この記事をまとめると
■ホンダはなぜ高性能車にもFFを採用するのかについて考察する
■ホンダは「マンマキシマム・メカニズムミニマム」を重視している
■FFを突き詰めた究極の姿をタイプRに見ることができる
FFは「マンマキシマム・メカニズムミニマム」の構想にうってつけ
ホンダのクルマづくりは、シビック誕生のころから、「マンマキシマム・メカニズムミニマム」であることを重視している。そこから、シビック・タイプRのような車種も、当然ながら標準車と同様の前輪駆動(FWD)になっている。

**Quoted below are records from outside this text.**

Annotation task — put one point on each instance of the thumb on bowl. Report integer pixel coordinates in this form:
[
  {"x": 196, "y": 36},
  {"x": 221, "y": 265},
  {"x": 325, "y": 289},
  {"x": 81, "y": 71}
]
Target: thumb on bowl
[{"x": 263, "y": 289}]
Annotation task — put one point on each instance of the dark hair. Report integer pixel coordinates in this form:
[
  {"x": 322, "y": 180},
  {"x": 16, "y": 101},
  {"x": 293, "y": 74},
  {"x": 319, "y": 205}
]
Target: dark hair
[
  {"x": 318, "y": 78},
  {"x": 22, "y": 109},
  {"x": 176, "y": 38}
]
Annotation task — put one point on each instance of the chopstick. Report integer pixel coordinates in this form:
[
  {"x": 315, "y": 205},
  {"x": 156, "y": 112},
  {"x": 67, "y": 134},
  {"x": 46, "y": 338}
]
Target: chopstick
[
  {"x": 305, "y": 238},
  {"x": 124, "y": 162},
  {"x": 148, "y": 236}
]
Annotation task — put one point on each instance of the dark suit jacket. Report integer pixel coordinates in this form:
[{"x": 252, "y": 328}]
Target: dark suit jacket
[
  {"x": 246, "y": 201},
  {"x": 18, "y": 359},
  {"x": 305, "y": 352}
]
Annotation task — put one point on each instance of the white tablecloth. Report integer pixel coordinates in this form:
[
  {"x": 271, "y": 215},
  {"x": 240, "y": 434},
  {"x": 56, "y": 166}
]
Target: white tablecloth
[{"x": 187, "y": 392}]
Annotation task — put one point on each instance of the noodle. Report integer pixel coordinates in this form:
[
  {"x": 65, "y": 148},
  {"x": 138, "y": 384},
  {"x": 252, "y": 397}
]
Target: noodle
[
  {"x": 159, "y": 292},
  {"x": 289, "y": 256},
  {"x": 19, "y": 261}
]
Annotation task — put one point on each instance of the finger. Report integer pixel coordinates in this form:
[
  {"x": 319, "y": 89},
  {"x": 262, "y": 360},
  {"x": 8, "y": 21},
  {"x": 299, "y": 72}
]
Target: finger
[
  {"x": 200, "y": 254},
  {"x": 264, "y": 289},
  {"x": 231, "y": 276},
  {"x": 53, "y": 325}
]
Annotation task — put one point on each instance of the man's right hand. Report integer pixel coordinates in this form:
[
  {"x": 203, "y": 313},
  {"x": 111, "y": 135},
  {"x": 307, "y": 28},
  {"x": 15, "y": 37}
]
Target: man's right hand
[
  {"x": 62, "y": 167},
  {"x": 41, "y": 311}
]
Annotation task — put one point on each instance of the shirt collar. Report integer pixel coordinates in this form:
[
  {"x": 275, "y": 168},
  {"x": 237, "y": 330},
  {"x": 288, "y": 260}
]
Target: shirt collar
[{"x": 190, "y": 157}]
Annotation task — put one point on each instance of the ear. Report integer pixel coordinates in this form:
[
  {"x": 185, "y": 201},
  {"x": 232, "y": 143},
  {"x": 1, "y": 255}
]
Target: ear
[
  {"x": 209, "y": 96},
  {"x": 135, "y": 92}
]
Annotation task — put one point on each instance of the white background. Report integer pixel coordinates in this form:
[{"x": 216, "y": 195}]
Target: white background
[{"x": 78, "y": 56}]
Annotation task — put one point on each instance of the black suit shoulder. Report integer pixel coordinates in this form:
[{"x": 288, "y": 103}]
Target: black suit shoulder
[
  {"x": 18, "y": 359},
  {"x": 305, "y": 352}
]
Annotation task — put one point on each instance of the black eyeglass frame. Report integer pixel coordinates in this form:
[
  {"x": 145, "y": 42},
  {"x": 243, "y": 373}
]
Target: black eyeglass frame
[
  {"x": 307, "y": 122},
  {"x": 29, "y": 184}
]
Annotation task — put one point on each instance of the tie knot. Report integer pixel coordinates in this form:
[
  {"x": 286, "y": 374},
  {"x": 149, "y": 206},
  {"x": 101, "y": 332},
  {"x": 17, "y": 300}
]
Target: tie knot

そもそも、2輪車(エンジン付き自転車の次にバイク)の製造から事業をはじめたホンダは、エンジンと変速機が一体の機構に親しんできた。その構想を基に4輪車を考えれば、フロントエンジン・フロントドライブ(FF)か、リヤエンジン・リヤドライブ(RR)のどちらかとなっていく。また空冷式のエンジンを使っていたこともあり、車体の前にエンジンを搭載したほうが冷却しやすいと考えたかもしれない。
もちろん海外には、フォルクスワーゲンのタイプ1(通称ビートル)や、フィアット500のようなRRの例もある。だが、荷物もそれなりに詰める実用性を求めたら、FFが合理的だ。英国のミニや、ビートルの後継となるゴルフはFFだ。そしてそれは、マンマキシマム・メカニズムミニマムの構想にもうってつけである。
こうして、歴代ホンダ車はFWDを基本として車種を増やしてきた。